Vergil: Depends who you ask, doesn’t it. I think I am rather good. Especially at what I do. Well, getting caught was bad luck.
Interviewer: So you support the lead character? Who is he or she and tell us a little bit about him or her?
Vergil: I wouldn’t exactly say I am supporting the lead characters, high-minded archaeologists Naunet and Jonathan Wilkins, trying to save those silly Ancient Egyptian golden tablets from obsessed people like my new boss Lorenzo.

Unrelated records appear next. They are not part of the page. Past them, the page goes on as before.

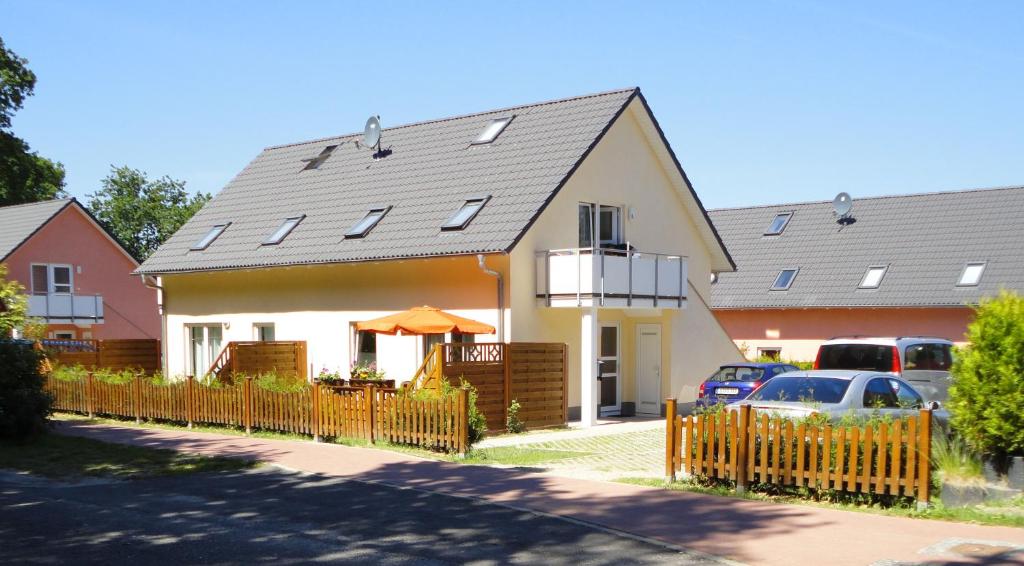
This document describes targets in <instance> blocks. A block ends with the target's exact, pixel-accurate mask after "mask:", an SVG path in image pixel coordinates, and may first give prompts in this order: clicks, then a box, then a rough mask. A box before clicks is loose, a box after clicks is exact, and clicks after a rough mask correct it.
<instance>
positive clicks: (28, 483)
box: [0, 468, 713, 565]
mask: <svg viewBox="0 0 1024 566" xmlns="http://www.w3.org/2000/svg"><path fill="white" fill-rule="evenodd" d="M313 561H317V562H337V563H352V564H355V563H357V564H368V563H373V564H451V563H459V564H461V563H467V562H471V563H476V564H497V563H519V564H542V563H543V564H609V565H610V564H616V565H618V564H653V563H657V564H708V563H712V562H713V560H711V559H709V558H707V557H701V556H697V555H692V554H688V553H681V552H676V551H674V550H672V549H668V548H665V547H662V546H658V545H652V543H649V542H646V541H643V540H638V539H635V538H631V537H626V536H621V535H618V534H615V533H611V532H607V531H603V530H600V529H597V528H592V527H590V526H588V525H584V524H580V523H573V522H569V521H564V520H561V519H558V518H554V517H549V516H543V515H537V514H534V513H528V512H522V511H517V510H513V509H509V508H505V507H499V506H495V505H489V504H482V503H479V502H475V500H472V499H465V498H460V497H452V496H447V495H439V494H433V493H425V492H421V491H414V490H408V489H397V488H392V487H387V486H383V485H375V484H366V483H361V482H355V481H348V480H342V479H336V478H323V477H318V476H311V475H304V474H298V473H292V472H287V471H283V470H280V469H274V468H262V469H258V470H256V471H248V472H227V473H215V474H195V475H187V476H177V477H164V478H151V479H142V480H134V481H105V482H91V483H90V482H84V483H62V482H55V481H49V480H40V479H35V478H25V477H23V476H15V475H13V474H10V473H4V472H0V564H18V563H49V564H58V563H74V564H97V563H104V564H109V563H122V564H124V563H128V564H175V565H178V564H194V563H204V564H230V563H243V562H245V563H267V562H273V563H275V564H294V563H306V562H313Z"/></svg>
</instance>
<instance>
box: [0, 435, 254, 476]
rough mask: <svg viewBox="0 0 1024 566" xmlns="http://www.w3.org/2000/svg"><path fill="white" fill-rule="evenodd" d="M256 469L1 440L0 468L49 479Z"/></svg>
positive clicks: (130, 448) (130, 454)
mask: <svg viewBox="0 0 1024 566" xmlns="http://www.w3.org/2000/svg"><path fill="white" fill-rule="evenodd" d="M255 466H257V463H254V462H248V461H243V460H234V459H227V458H211V456H203V455H196V454H184V453H179V452H175V451H173V450H164V449H157V448H143V447H140V446H128V445H125V444H112V443H108V442H100V441H98V440H92V439H88V438H80V437H74V436H60V435H58V434H47V435H43V436H41V437H39V438H37V439H35V440H34V441H32V442H30V443H27V444H12V443H10V442H0V469H8V470H13V471H16V472H27V473H30V474H35V475H39V476H46V477H50V478H61V479H68V478H75V477H82V476H101V477H113V478H118V479H130V478H139V477H147V476H164V475H171V474H191V473H197V472H219V471H232V470H244V469H248V468H253V467H255Z"/></svg>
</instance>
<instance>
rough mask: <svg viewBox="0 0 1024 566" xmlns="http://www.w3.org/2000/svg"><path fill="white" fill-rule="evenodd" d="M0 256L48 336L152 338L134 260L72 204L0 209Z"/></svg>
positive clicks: (111, 237)
mask: <svg viewBox="0 0 1024 566" xmlns="http://www.w3.org/2000/svg"><path fill="white" fill-rule="evenodd" d="M0 256H2V259H0V262H2V263H3V264H5V265H6V266H7V269H8V272H7V276H8V278H10V279H13V280H17V281H18V282H20V284H22V285H23V286H24V287H25V288H26V292H27V293H28V294H29V315H30V316H32V317H35V318H38V319H40V320H42V321H44V322H45V323H46V334H47V337H48V338H52V339H71V340H84V339H111V338H118V339H121V338H151V339H152V338H159V337H160V314H159V312H158V310H157V294H156V291H154V290H153V289H147V288H146V287H145V286H144V285H143V281H142V280H141V278H140V277H138V276H136V275H133V274H132V272H133V271H134V270H135V269H136V268H137V267H138V262H137V261H135V258H133V257H131V255H130V254H129V253H128V252H127V251H126V250H125V249H124V248H123V247H122V246H121V244H119V243H118V241H117V240H116V238H115V237H114V236H113V235H111V234H110V233H109V232H108V231H106V230H104V229H103V228H102V227H101V226H100V225H99V223H98V222H97V221H96V219H95V218H93V216H92V215H91V214H90V213H89V212H88V211H87V210H86V209H85V208H83V207H82V205H81V204H79V203H78V201H76V200H75V199H61V200H55V201H45V202H42V203H32V204H27V205H15V206H10V207H2V208H0Z"/></svg>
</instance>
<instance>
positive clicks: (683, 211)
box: [139, 89, 740, 422]
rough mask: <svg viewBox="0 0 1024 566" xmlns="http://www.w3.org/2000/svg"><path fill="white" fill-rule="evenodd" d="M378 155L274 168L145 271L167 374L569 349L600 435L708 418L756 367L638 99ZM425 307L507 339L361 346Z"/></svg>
mask: <svg viewBox="0 0 1024 566" xmlns="http://www.w3.org/2000/svg"><path fill="white" fill-rule="evenodd" d="M361 138H362V136H361V135H347V136H341V137H334V138H327V139H321V140H315V141H308V142H303V143H295V144H290V145H282V146H276V147H269V148H267V149H265V150H264V151H263V153H262V154H260V155H259V156H258V157H257V158H256V159H255V160H254V161H253V162H252V163H251V164H249V165H248V166H247V167H246V168H245V169H244V170H243V171H242V172H241V173H240V174H239V175H238V176H237V177H236V178H234V179H233V180H232V181H231V182H230V183H229V184H228V185H227V186H226V187H225V188H224V189H223V190H222V191H221V192H220V193H219V194H217V195H216V197H215V198H214V199H213V200H212V201H211V202H210V203H209V204H208V205H207V206H206V207H204V208H203V210H202V211H200V212H199V213H198V214H197V215H196V216H195V217H194V218H193V219H191V220H189V222H188V223H187V224H185V225H184V226H183V227H182V228H181V229H180V230H179V231H178V232H177V233H176V234H174V236H172V237H171V238H170V240H169V241H168V242H167V243H166V244H165V245H164V246H163V247H161V248H160V250H159V251H157V253H155V254H154V255H153V256H152V257H151V258H150V259H148V260H146V261H145V263H144V264H143V265H142V266H141V268H140V269H139V271H140V272H142V273H145V274H148V275H153V276H159V284H160V285H161V287H162V288H163V297H162V303H163V308H164V324H165V326H166V328H165V333H166V340H165V348H166V350H165V356H164V359H165V360H166V363H167V372H168V374H169V375H184V374H204V373H206V371H207V369H208V367H209V365H210V363H211V362H212V361H213V360H214V359H215V358H216V356H217V354H218V351H220V350H221V348H222V347H223V345H224V344H225V343H226V342H228V341H245V340H254V339H260V338H261V337H267V336H269V337H273V338H275V339H278V340H303V341H306V342H307V352H308V353H307V355H308V359H309V361H310V362H311V365H312V366H313V368H314V372H318V371H319V369H321V368H327V369H329V371H332V372H333V371H340V372H343V373H344V372H347V371H348V369H349V367H350V365H351V364H352V363H354V362H355V361H376V362H377V363H378V364H379V365H380V366H381V368H382V369H384V371H385V372H387V373H388V375H389V377H392V378H395V379H397V380H398V381H403V380H408V379H410V378H412V377H413V375H414V373H415V371H416V367H417V366H418V365H419V364H420V362H421V361H422V359H423V355H424V351H425V349H426V346H427V345H428V344H430V343H432V342H434V341H439V340H473V339H475V340H478V341H496V340H503V341H506V342H510V341H515V342H559V343H566V344H568V347H569V350H568V351H569V380H570V381H569V405H570V413H575V415H581V413H582V417H583V420H584V421H585V422H591V421H593V419H594V417H595V412H596V411H597V407H598V405H599V404H600V406H601V409H600V411H601V412H603V413H613V412H626V413H630V412H633V411H638V412H644V413H651V415H656V413H659V412H660V410H663V406H664V399H665V398H666V397H668V396H670V395H678V396H681V398H682V399H683V400H684V401H693V400H694V399H695V392H696V387H697V385H698V383H699V382H700V381H701V380H702V379H703V378H705V377H706V376H707V375H708V374H709V373H710V372H711V371H712V369H713V368H714V367H716V366H717V365H718V364H720V363H722V362H727V361H734V360H736V359H739V358H740V354H739V352H738V350H736V348H735V346H734V345H733V344H732V342H731V341H730V340H729V338H728V336H727V335H726V334H725V333H724V331H723V330H722V329H721V326H720V325H719V323H718V322H717V321H716V320H715V317H714V315H712V313H711V311H710V310H709V308H708V306H707V298H708V297H709V293H710V287H711V286H710V282H709V280H710V274H711V272H712V271H728V270H731V269H732V268H733V264H732V262H731V259H730V258H729V255H728V253H727V252H726V250H725V248H724V246H722V243H721V241H720V240H719V237H718V235H717V234H716V233H715V229H714V227H713V226H712V224H711V221H710V220H709V219H708V216H707V213H706V211H705V210H703V208H702V206H701V205H700V202H699V201H698V199H697V197H696V193H695V192H694V191H693V188H692V186H691V185H690V183H689V181H688V180H687V179H686V176H685V174H684V173H683V171H682V169H681V168H680V166H679V163H678V162H677V160H676V157H675V155H674V154H673V151H672V149H671V148H670V147H669V144H668V142H667V141H666V139H665V137H664V135H663V133H662V131H660V128H659V127H658V125H657V123H656V122H655V120H654V117H653V115H652V114H651V113H650V110H649V107H648V106H647V103H646V101H645V100H644V98H643V96H642V95H641V94H640V91H639V89H629V90H621V91H614V92H608V93H603V94H595V95H590V96H581V97H577V98H569V99H565V100H558V101H553V102H544V103H539V104H530V105H524V106H518V107H512V108H506V110H500V111H493V112H487V113H481V114H474V115H469V116H462V117H458V118H450V119H444V120H435V121H430V122H423V123H418V124H412V125H408V126H400V127H394V128H387V129H384V130H383V141H382V144H381V146H382V147H383V148H384V149H383V150H381V151H378V153H376V154H375V150H374V149H373V148H368V147H367V146H366V145H362V144H361V143H360V140H361ZM595 242H597V243H598V246H600V247H601V248H604V249H605V250H608V251H606V252H602V251H597V252H594V251H592V248H593V245H594V243H595ZM627 246H630V247H632V250H633V252H632V253H627V252H625V250H626V248H627ZM640 252H642V253H640ZM478 255H479V256H478ZM602 266H603V271H602ZM630 268H632V269H633V273H632V277H631V275H630V272H629V269H630ZM486 269H489V270H494V271H496V272H497V273H498V275H499V276H500V280H501V285H500V284H499V280H498V279H497V278H496V277H495V276H494V275H493V274H492V273H488V272H487V271H486ZM655 269H656V275H655ZM602 273H603V277H602ZM602 284H603V290H604V295H603V301H602V297H601V293H600V292H601V289H602ZM498 289H503V293H502V295H501V296H499V295H498V293H497V290H498ZM602 302H603V304H602ZM425 304H428V305H432V306H436V307H439V308H442V309H445V310H449V311H452V312H454V313H456V314H460V315H462V316H466V317H470V318H474V319H477V320H481V321H483V322H487V323H489V324H493V325H495V326H497V328H498V329H499V331H498V333H499V334H498V335H495V336H477V337H440V336H437V337H410V336H404V337H388V336H379V337H374V336H372V335H365V336H359V333H356V332H354V324H355V322H357V321H360V320H366V319H370V318H375V317H378V316H381V315H386V314H389V313H392V312H395V311H399V310H404V309H408V308H410V307H413V306H418V305H425ZM599 383H600V387H599V385H598V384H599ZM581 405H582V406H583V407H584V408H583V409H581ZM587 407H592V408H590V409H588V408H587Z"/></svg>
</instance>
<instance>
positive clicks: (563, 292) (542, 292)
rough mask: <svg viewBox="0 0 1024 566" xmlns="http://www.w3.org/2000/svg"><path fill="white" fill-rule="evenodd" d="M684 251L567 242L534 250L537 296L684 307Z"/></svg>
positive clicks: (540, 297)
mask: <svg viewBox="0 0 1024 566" xmlns="http://www.w3.org/2000/svg"><path fill="white" fill-rule="evenodd" d="M686 289H687V288H686V257H685V256H678V255H666V254H651V253H646V252H638V251H636V250H630V251H624V250H613V249H603V248H597V249H595V248H573V249H566V250H548V251H544V252H538V254H537V298H538V302H539V303H540V304H542V305H545V306H549V307H592V306H596V307H611V308H685V306H686Z"/></svg>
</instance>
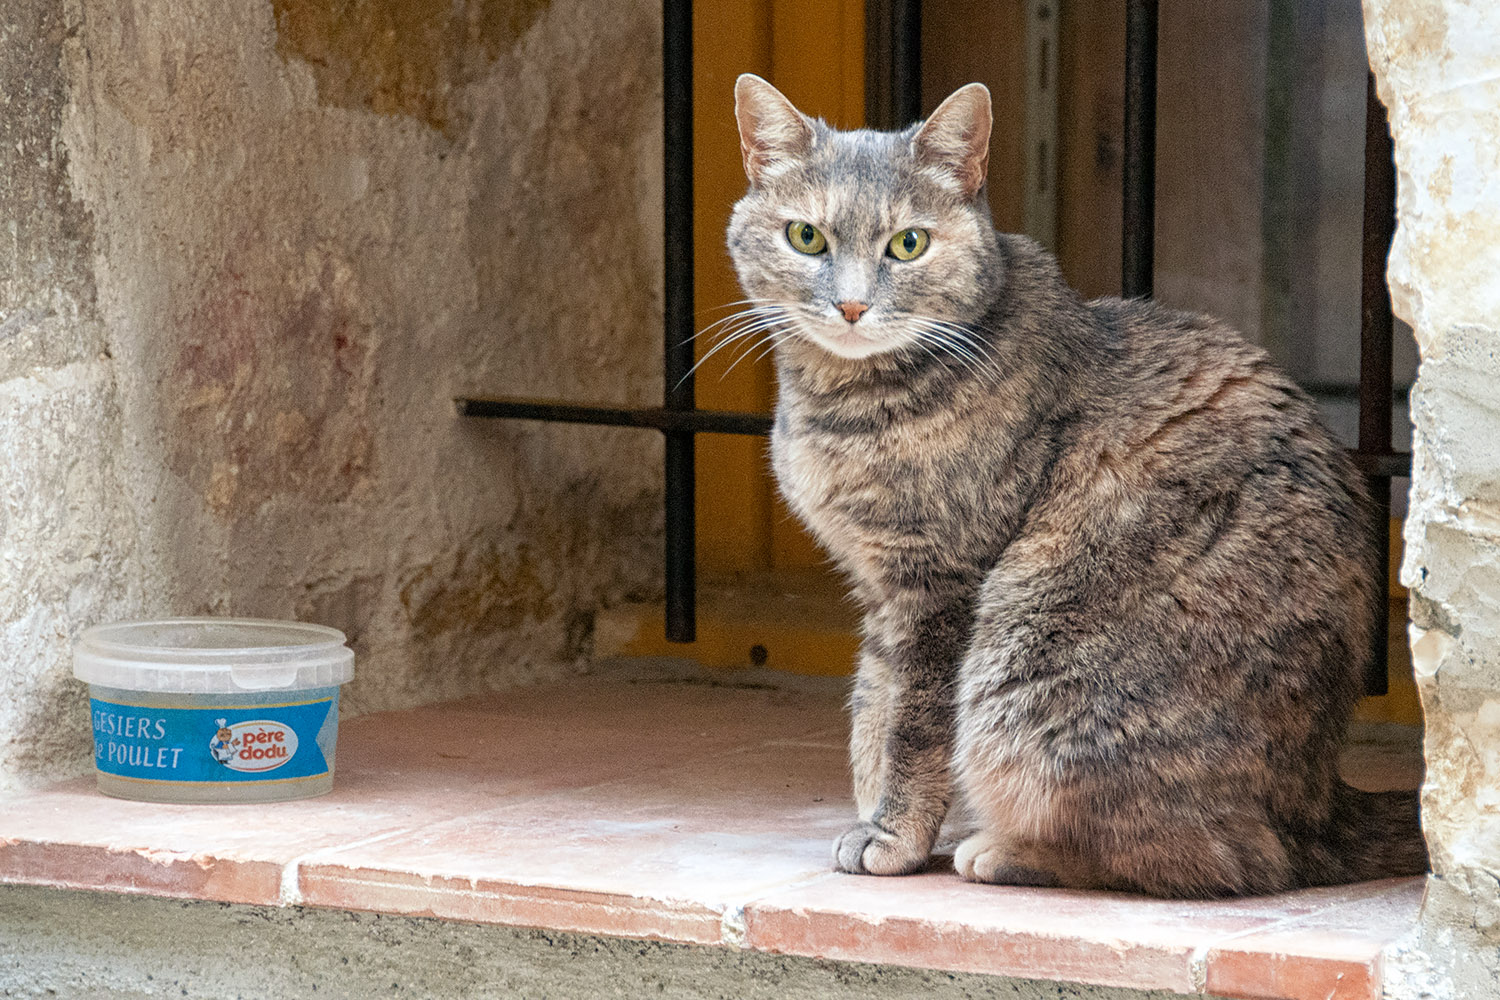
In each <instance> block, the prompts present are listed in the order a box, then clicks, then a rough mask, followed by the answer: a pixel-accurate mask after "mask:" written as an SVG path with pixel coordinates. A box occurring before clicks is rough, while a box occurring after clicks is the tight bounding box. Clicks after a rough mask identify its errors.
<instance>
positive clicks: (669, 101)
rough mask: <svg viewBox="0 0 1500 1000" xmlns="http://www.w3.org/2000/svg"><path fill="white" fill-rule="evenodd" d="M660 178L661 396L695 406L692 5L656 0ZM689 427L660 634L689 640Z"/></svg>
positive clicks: (665, 404)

Rather, in The Crystal Curse, I support Lorenzo Dominguez, the South American billionaire and art collector; a bit of a pirate himself, to put it mildly. After he sprung me and some of my murderous buddies from jail, he made me guard his “guests” on board the Bucanero.
Interviewer: Now be honest – what do you really think of this lead character!
Vergil: You are talking about that Boston boy, Jonathan? He’s always wondering if I only speak Spanish, or if I understand English as he and his exotic-looking wife are plotting their escape from Lorenzo. He keeps poking me in the chest, and in his broad ‘haavaad-yaad’ accent tests me with things like, ‘Your mother’s a whore.’
But I am smart [taps the side of his nose with his finger]. I keep my cool. Although, one day, pretty-boy …
As to Lorenzo? He thinks I am beholden to him, poor bugger. He plum forgets he owns a ship. From the outside, the Bucanero may look like a wreck, but inside, she’s a palace. Very tempting, that’s all I can say.
Interviewer: Do you like being the ‘supporting role’ or do you wish you could have a lead part in a book of your own?
Vergil: Naw. I am kept plenty busy, especially in The Nile Conspiracy. Did I tell you I am very handy with weapons? Balancing on the skid of a helo trying to shoot off a rocket launcher takes nerves of steel—and the prospect of a juicy prize.
Interviewer: What is one of your least favourite scenes?
Vergil: Remember, I’d been in prison for some time. So, I suggested to Jonathan I would appreciate a little romp with his lovely wife Naunet. The ungrateful sod slams a steel door in my face. I can tell you, I really had to hold on to my pistol (no pun intended).
Interviewer: And your most favourite?
I have a real good chance of getting my hands on a super ultra-modern yacht, the A&N. She belonged to a shady Russian billionaire (aren’t they all, shady I mean). This yacht was confiscated by the Egyptian president for his own use. He renamed her the Khamsin. As I said, I may have a real good chance …
Interviewer: Thank you – that was really interesting – I look forward to meeting you again in ‘your’ novels!
Vergil: El gusto es mio, Señora Interviewer. Now, shall we adjourn to the Khamsin’s salon for coffee and cognac? The old ghost ship may look decrepit from the outside - on purpose. But inside, she's fitted out like a palace.
The ship's owner liberated me from a nasty Venezuelan prison - and thinks I have reformed. But you know how it is: Once a pirate, always a pirate.
Quickly now, before the owner returns from his outing.